Der Lieferantenkredit wird häufig auch als Ratenkredit oder Handelskredit bezeichnet. Es handelt sich dabei um eine Darlehen, welches ein Lieferant seinem Abnehmer, also dem Verkäufer einer Ware oder Anbieter einer Dienstleistung, einräumt. Für viele Unternehmen, insbesondere Selbstständige, ist der Lieferantenkredit eine wichtige Finanzierungsalternative.

Was ist die Grundlage für den Lieferantenkredit?

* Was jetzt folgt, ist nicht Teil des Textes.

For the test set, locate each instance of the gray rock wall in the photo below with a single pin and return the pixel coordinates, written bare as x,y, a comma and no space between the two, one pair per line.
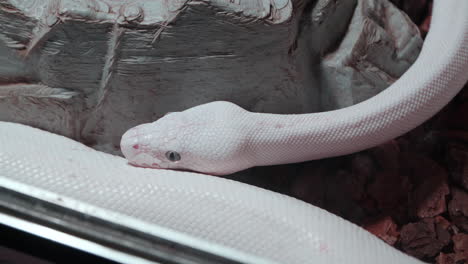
91,69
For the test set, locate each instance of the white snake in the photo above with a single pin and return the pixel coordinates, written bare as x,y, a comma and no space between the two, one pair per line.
221,138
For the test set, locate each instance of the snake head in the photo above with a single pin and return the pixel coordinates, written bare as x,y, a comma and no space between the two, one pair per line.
208,138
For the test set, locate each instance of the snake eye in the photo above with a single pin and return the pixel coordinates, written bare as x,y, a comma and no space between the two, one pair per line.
173,156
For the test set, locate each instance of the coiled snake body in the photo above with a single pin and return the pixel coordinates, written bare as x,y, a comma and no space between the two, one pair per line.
221,138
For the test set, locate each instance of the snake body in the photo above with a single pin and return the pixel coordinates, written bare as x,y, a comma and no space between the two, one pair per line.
220,138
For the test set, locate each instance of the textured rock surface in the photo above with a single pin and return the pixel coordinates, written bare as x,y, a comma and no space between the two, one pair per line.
130,62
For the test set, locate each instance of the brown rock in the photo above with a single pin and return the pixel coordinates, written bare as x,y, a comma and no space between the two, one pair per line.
388,190
423,239
430,186
458,208
428,199
384,228
457,160
460,246
387,156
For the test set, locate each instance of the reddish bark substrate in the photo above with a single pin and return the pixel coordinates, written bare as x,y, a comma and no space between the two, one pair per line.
412,192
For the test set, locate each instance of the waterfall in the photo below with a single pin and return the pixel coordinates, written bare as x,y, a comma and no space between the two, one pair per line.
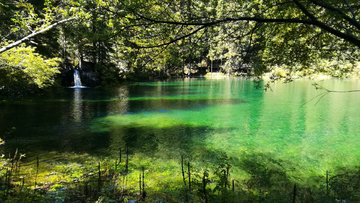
77,80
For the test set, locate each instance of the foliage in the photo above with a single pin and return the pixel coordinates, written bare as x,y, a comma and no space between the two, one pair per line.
21,66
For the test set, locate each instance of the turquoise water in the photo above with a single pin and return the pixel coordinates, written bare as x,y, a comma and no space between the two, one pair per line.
208,121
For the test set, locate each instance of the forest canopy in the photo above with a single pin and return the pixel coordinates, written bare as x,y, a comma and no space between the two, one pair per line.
142,38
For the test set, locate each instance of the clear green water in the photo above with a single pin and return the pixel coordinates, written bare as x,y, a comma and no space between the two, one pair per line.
201,119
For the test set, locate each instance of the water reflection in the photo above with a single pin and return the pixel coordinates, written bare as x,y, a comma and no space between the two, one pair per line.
77,111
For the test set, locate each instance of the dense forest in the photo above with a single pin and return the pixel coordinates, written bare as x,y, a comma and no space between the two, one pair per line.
111,40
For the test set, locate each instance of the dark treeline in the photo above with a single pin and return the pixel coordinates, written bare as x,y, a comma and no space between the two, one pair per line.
111,41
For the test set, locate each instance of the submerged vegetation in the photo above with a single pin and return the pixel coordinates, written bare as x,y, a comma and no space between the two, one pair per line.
134,178
112,41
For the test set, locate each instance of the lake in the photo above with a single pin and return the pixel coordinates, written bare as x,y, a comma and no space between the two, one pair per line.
209,122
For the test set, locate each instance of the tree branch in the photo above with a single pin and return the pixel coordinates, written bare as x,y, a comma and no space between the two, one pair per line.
316,22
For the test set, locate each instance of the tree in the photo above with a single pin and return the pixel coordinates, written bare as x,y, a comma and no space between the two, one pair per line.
304,31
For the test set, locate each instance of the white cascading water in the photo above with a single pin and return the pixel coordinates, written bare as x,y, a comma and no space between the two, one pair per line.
77,80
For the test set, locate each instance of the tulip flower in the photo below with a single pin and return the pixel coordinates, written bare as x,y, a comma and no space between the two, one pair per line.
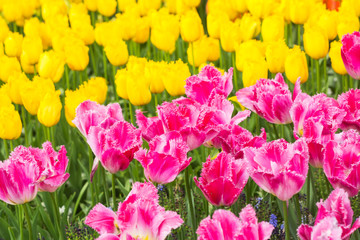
349,54
199,87
276,53
191,28
341,162
51,165
90,113
10,123
348,102
278,167
138,216
51,65
270,99
225,225
316,42
114,144
165,159
222,179
333,220
337,63
150,127
49,111
12,44
296,65
272,28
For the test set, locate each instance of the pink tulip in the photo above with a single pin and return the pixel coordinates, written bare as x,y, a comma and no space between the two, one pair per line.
316,119
165,159
350,53
233,139
334,216
342,162
224,225
278,167
350,102
200,87
150,127
269,98
222,179
139,217
114,144
52,165
17,180
90,113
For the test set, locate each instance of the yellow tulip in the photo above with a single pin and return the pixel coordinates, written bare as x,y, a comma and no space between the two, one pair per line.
16,82
33,92
248,50
4,29
249,27
276,53
316,42
77,57
120,82
10,123
214,23
51,65
191,27
175,76
32,49
296,65
336,60
8,65
13,44
106,7
200,52
49,111
254,70
272,28
230,35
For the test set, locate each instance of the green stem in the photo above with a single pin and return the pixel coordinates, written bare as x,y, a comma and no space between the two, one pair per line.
188,194
113,192
235,71
6,148
193,65
287,230
318,76
57,214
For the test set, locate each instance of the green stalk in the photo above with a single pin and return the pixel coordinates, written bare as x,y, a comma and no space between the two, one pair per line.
57,214
235,71
188,194
113,191
286,218
193,65
27,216
318,75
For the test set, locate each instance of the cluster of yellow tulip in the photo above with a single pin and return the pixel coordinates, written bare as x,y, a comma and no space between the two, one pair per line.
140,78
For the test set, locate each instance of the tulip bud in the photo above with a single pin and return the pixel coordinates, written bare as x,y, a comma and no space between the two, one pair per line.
31,49
10,123
13,44
50,109
296,65
272,28
8,65
276,53
336,61
190,26
316,42
51,65
254,70
106,7
117,53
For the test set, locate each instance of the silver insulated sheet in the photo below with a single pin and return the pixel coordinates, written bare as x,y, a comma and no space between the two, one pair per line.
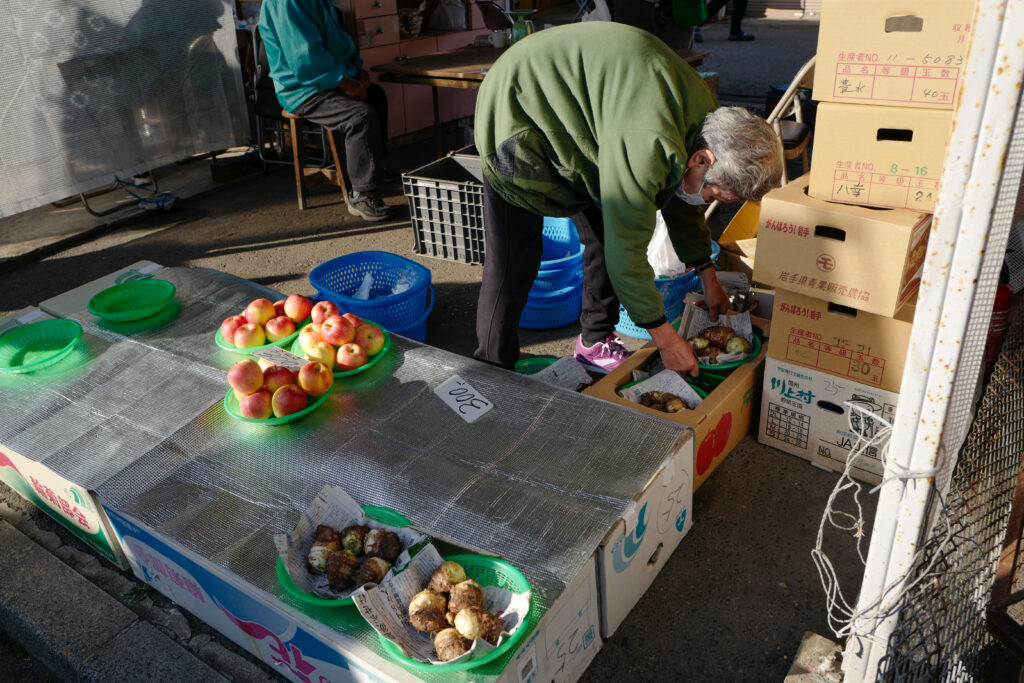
90,89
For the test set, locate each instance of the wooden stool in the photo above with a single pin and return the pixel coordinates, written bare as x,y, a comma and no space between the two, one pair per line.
310,177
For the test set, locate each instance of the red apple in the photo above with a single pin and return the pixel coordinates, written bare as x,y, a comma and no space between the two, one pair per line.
350,356
337,331
259,311
230,324
256,404
371,338
323,352
279,327
245,377
276,377
315,378
308,336
249,335
298,307
353,318
323,310
289,398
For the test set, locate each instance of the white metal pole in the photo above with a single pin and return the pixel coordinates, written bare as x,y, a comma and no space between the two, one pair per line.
980,138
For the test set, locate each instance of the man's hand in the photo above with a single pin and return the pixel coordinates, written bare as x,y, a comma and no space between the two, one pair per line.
716,300
676,352
352,88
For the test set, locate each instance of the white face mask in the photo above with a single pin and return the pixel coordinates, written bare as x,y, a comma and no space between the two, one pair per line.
695,199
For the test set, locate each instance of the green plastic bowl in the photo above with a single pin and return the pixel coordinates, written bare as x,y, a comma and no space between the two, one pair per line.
132,300
376,512
231,406
283,343
534,366
371,361
38,345
486,571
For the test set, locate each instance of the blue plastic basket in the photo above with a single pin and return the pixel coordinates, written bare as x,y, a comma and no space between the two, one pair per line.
338,279
552,309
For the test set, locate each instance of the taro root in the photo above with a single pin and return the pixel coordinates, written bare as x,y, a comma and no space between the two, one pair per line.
426,611
737,344
465,594
351,539
341,568
446,575
326,542
473,623
373,570
449,644
383,544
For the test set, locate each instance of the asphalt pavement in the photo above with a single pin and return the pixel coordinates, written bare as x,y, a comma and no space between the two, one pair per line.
732,603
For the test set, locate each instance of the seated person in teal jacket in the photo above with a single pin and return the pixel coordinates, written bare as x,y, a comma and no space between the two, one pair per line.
318,75
604,123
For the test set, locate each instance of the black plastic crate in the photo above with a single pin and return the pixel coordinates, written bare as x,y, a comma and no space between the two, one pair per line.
445,203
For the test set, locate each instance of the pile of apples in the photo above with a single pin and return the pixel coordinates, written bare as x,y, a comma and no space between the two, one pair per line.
342,341
275,390
265,322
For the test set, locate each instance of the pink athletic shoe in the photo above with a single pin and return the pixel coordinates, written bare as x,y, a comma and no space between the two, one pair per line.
603,356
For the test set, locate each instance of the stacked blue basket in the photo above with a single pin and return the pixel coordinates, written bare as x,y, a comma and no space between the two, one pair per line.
556,296
403,312
673,290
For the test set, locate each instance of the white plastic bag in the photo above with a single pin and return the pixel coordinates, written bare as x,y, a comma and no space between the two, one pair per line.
660,253
449,15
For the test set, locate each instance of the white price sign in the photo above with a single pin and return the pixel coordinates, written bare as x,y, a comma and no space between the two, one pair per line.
464,399
282,357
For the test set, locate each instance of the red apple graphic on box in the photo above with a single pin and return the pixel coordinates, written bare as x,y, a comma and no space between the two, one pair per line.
714,443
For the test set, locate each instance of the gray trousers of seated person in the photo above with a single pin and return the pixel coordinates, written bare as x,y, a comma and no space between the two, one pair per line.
361,124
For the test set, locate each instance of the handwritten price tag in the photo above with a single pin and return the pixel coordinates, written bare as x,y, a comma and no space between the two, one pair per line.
281,356
464,399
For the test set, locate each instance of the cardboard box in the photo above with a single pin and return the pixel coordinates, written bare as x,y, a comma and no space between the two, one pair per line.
719,423
907,53
863,258
642,540
806,413
841,341
879,156
72,506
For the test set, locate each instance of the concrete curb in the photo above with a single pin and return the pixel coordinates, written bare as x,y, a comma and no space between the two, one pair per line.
79,631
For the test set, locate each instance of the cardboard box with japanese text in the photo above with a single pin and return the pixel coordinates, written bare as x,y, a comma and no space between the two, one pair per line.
840,340
860,257
879,156
821,418
894,52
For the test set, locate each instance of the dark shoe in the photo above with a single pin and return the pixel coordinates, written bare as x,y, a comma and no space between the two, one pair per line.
369,206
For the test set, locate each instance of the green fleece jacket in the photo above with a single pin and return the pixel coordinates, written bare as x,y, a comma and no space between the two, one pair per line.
306,48
604,113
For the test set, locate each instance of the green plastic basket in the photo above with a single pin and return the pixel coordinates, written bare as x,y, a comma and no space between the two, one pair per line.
38,345
132,300
231,406
534,366
372,360
486,571
376,512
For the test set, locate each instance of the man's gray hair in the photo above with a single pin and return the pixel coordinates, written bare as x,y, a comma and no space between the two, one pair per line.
748,153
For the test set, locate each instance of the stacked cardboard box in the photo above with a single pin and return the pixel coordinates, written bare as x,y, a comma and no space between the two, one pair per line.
845,245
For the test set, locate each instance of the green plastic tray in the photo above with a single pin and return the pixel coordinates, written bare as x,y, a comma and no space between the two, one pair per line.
376,512
38,345
231,406
371,360
486,571
132,300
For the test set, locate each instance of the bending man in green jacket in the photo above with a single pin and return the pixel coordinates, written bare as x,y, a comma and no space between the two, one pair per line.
604,123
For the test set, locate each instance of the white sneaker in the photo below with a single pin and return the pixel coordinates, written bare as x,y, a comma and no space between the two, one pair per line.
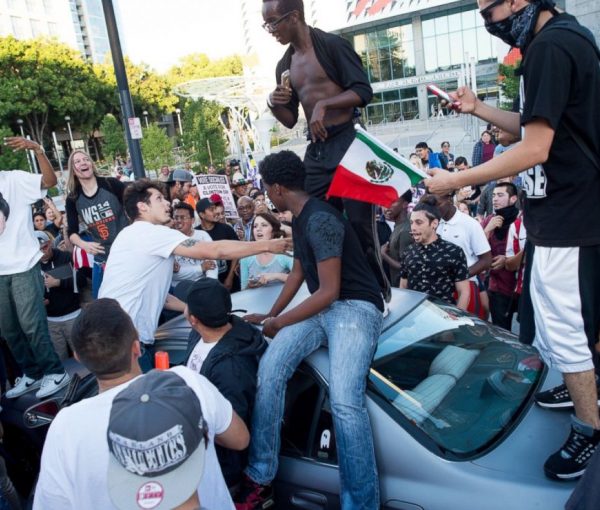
22,386
51,383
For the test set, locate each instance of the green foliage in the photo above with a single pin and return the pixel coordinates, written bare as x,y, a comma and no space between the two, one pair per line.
42,81
509,84
157,148
201,125
197,66
113,138
10,160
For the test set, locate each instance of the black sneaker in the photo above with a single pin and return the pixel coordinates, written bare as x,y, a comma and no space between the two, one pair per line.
558,397
253,496
571,460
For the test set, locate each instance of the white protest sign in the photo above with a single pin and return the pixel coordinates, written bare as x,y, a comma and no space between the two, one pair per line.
135,128
210,184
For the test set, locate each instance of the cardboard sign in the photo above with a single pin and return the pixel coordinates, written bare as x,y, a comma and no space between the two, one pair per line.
209,184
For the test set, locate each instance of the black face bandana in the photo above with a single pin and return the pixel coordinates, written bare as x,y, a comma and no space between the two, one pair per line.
509,215
518,29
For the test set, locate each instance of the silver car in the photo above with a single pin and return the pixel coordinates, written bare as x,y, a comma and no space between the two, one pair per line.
451,404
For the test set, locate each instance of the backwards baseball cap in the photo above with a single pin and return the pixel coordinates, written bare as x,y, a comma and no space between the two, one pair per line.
209,302
180,175
157,439
205,203
42,237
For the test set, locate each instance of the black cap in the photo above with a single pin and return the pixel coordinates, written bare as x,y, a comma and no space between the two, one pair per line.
205,203
209,302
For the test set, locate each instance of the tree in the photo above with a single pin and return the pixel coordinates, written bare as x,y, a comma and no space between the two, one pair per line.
157,148
149,91
10,160
201,127
113,137
42,81
198,66
509,84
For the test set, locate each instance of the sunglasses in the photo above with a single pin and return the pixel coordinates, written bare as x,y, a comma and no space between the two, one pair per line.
487,12
271,26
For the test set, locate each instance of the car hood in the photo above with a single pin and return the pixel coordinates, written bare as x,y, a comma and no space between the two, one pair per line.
539,434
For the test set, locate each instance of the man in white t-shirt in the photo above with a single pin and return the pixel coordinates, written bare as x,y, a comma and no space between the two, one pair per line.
459,228
76,457
23,320
139,269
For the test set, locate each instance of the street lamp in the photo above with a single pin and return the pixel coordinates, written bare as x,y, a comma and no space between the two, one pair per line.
20,123
68,120
178,112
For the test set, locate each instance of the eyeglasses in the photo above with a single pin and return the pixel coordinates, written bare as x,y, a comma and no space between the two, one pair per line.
271,26
486,13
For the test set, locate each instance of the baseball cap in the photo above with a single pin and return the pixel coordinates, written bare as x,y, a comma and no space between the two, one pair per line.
209,302
180,175
205,203
157,438
42,237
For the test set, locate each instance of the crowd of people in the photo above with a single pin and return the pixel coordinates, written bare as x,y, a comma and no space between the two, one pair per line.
95,280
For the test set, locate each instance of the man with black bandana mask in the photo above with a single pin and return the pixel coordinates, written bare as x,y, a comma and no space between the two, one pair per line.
559,157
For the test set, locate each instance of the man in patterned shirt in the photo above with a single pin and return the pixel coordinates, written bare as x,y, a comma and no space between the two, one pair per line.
433,265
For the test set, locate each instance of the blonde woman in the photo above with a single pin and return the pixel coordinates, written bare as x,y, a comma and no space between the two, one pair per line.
98,203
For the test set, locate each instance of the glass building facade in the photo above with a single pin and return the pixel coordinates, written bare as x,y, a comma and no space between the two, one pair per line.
403,54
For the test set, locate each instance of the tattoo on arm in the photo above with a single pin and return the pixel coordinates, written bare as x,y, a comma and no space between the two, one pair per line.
189,242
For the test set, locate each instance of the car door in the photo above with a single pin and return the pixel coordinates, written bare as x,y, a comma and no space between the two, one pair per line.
308,475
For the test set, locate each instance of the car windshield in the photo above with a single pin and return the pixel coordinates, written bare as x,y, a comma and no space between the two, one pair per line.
459,379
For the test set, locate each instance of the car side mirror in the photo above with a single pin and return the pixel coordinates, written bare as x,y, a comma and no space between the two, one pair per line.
41,414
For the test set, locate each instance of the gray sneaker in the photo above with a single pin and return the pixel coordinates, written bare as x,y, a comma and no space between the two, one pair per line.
23,385
51,383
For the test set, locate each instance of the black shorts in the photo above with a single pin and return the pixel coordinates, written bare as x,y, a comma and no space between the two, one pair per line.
322,158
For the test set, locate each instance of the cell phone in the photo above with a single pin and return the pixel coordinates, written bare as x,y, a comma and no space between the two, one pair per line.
442,94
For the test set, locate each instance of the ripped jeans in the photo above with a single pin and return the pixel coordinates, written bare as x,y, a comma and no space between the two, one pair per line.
350,330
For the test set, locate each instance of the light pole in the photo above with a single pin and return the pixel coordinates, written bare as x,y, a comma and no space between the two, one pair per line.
178,112
68,121
20,123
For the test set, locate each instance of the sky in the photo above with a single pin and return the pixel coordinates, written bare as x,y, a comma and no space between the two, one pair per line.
159,32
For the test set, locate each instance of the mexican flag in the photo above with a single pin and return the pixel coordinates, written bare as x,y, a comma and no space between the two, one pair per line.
372,172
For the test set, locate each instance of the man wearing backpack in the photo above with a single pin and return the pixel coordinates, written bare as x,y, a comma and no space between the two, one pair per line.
559,157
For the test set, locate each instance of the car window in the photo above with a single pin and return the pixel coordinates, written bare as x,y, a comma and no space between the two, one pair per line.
302,396
458,379
308,424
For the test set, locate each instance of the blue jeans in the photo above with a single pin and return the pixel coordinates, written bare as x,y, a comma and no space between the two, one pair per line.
97,276
350,330
24,324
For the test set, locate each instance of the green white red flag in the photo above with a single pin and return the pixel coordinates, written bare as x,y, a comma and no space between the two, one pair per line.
372,172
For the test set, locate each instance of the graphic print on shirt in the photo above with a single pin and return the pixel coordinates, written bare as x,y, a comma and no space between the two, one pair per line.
534,180
4,213
97,216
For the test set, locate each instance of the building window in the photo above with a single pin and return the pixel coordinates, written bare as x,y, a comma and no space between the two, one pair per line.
37,28
19,28
453,37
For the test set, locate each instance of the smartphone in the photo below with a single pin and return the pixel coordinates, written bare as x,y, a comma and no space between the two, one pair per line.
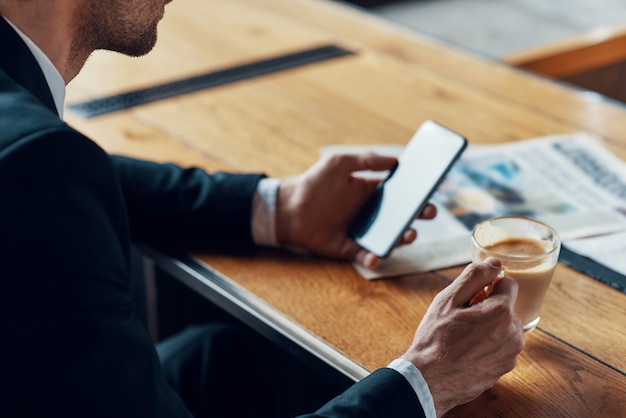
421,167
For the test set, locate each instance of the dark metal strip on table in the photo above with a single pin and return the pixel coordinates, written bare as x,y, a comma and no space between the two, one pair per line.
593,269
188,85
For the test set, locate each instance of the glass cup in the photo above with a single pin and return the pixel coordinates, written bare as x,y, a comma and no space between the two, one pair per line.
528,250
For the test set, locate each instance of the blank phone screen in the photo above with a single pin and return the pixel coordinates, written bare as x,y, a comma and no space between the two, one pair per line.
422,166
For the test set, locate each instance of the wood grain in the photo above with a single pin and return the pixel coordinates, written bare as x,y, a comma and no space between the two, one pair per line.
574,363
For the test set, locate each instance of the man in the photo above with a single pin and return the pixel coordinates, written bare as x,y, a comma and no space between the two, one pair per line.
71,344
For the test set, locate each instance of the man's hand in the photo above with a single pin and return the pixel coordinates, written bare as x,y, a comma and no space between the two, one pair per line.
463,350
315,209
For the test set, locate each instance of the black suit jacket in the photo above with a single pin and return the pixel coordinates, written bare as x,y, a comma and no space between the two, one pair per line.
71,345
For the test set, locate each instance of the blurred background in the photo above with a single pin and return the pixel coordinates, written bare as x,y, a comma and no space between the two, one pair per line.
498,27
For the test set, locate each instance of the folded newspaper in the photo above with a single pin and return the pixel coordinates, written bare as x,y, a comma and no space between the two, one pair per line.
572,182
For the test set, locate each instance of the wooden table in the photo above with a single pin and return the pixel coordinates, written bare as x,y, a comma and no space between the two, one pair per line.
574,364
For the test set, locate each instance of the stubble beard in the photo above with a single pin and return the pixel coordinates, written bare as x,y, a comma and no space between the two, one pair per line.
102,27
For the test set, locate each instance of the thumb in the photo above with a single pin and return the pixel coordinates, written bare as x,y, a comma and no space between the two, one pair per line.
474,279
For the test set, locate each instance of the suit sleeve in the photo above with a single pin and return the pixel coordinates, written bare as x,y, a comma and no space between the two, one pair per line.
383,394
71,346
176,208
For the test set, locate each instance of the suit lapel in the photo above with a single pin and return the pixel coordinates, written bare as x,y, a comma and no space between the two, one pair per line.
19,64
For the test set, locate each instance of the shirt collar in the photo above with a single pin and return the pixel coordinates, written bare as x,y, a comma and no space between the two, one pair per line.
56,84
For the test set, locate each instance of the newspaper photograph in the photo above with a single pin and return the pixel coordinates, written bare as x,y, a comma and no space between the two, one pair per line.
571,182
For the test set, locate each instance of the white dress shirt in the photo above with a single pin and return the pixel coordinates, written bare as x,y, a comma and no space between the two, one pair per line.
263,222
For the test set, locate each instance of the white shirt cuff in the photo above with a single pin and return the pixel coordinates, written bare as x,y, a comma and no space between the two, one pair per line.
264,213
417,382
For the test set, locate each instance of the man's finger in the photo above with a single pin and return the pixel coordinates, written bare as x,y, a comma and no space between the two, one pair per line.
474,279
364,161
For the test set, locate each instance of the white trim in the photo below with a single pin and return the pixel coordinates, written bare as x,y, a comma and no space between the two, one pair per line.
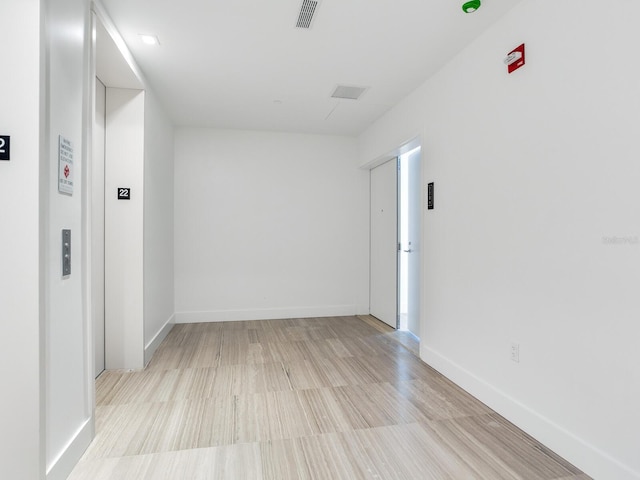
590,459
62,466
155,342
265,314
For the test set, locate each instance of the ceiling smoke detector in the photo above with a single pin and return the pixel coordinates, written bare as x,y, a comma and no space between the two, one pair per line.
307,12
348,92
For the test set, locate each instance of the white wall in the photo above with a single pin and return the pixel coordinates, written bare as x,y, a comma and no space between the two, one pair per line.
158,225
68,410
124,160
21,455
268,225
534,173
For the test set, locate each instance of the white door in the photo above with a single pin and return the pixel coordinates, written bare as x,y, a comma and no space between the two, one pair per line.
97,226
383,303
413,248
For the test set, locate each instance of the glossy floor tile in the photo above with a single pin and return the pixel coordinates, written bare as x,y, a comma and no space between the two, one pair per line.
323,398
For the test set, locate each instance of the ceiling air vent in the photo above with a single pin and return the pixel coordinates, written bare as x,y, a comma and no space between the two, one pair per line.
348,92
307,11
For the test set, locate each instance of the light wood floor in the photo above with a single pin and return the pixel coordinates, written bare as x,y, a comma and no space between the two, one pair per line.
325,398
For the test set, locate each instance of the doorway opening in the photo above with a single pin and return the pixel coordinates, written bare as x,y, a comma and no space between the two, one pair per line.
396,230
409,236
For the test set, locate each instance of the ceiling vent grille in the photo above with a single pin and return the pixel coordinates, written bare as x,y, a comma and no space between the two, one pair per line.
307,11
348,92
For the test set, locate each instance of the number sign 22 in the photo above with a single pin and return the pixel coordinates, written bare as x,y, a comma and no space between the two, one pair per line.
5,143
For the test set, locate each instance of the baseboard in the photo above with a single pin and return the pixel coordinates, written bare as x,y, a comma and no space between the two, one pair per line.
153,345
593,461
265,314
62,466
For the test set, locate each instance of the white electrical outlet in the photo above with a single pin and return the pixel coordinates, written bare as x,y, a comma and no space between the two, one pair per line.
515,352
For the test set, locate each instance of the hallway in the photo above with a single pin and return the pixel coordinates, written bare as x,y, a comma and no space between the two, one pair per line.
322,398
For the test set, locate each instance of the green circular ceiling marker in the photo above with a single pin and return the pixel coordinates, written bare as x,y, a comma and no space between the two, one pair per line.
471,6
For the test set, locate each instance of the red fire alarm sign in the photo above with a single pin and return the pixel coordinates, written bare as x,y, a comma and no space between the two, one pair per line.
515,59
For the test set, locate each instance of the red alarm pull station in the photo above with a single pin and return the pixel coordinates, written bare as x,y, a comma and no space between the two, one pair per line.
515,59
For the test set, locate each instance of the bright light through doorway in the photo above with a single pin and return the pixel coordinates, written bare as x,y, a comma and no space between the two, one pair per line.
408,245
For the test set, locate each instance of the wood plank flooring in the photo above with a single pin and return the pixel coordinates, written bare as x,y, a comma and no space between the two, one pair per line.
324,398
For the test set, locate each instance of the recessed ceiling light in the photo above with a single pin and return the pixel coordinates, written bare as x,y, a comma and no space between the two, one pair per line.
149,39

Grundsätzlich ist es zunächst einmal nach dem BGB so, dass der Käufer einer Ware dazu verpflichtet ist, den Kaufpreis nach Erhalt der jeweiligen Ware zu bezahlen. Trotzdem ist es dem Verkäufer natürlich freigestellt, den Käufer ein Zahlungsziel einzuräumen. Er verschiebt damit die Zahlungspflicht auf einen späteren Zeitpunkt. Exakt bei diesem Vorgang handelt es sich um einen Lieferantenkredit. Dieser setzt stets voraus, dass der Käufer einer Ware nach der Übergabe nicht sofort bar zahlen muss, sondern stattdessen räumt der Lieferant ihm ein Zahlungsziele ein. Es handelt sich somit um einen Zahlungsaufschub, der rechtlich betrachtet einen Kredit des Lieferanten an den Käufer darstellt. Dies wird im Paragraph 488 BGB definiert.

Wie funktioniert der Lieferantenkredit im Detail?

Der Lieferantenkredit ist von klassischen Bankkrediten abzugrenzen, denn in diesem Fall erhält der Schuldner kein Bargeld ausgezahlt, wie es bei einem Bankdarlehen der Fall ist. Stattdessen gewährt der Lieferant seinen Kunden einen Zahlungsaufschub. Dies bedeutet, dass der Käufer die Ware entgegennehmen kann, allerdings beispielsweise erst 14 oder 30 Tage später zahlen muss. Trotzdem geben Lieferanten ihren Kunden meistens einen bestimmten Anreiz, dass sie das vereinbarte Zahlungsziel möglichst nicht in vollem Umfang ausnutzen. So wird häufig die Zahlungsbedingung angeboten, dass der Käufer einen Preisnachlass, auch als Skonto bezeichnet, von beispielsweise drei bis fünf Prozent erhält, falls er die Waren doch innerhalb von wenigen Tagen bezahlen sollte.

Welche Vor- und Nachteile hat der Lieferantenkredit?

Der wesentliche Vorteil des Lieferantenkredites besteht für den Käufer darin, dass er die Waren nicht sofort bezahlen muss. Im Idealfall kann er die gekauften Güter selbst weiterveräußern, beispielsweise dann, wenn es sich um einen Zwischenhändler handelt. So kann es passieren, dass er den Verkaufserlös bereits erhält, bevor er den Lieferanten bezahlen muss. Somit entstehen keine Liquiditätsprobleme und falls der Käufer die Waren doch schneller bezahlen kann, erhält er sogar nicht selten ein Skonto seitens des Lieferanten. Insbesondere kleine und mittelständische Unternehmen sind zum Teil sogar auf solche Lieferantenkredite angewiesen.

Der wesentliche Nachteil des Lieferantenkredites besteht in der Regel darin, dass der zu zahlende Effektivzins vergleichsweise hoch ist. Mitunter wird dieser Zinssatz in der Rechnung nicht einmal ausgewiesen, sodass sich Käufer bei der Vereinbarung eines Lieferantenkredites genau erkundigen sollten, welche Kosten eventuell auf sie zukommen werden.

Lieferantenkredit statt Bankdarlehen

Für viele Käufer von Waren, die regelmäßig einen Lieferantenkredit nutzen, handelt es sich um eine vorteilhaftere Alternative zum Bankdarlehen. Durch den Lieferantenkredit wird eine eventuell bei der Bank bestehende Kreditlinie nicht belastet und insbesondere bei Inanspruchnahme des Skontos kann der Lieferantenkredit sogar günstiger als ein Bankdarlehen sein. Zudem ist der Lieferantenkredit sehr flexibel und wird in den weitaus meisten Fälle ohne Sicherheiten eingeräumt. Ein weiterer Vorteil besteht gegenüber dem Bankdarlehen darin, dass durch eine ordnungsgemäße Zahlung beim Lieferantenkredit die Geschäftsbeziehung zum Lieferanten gestärkt werden kann.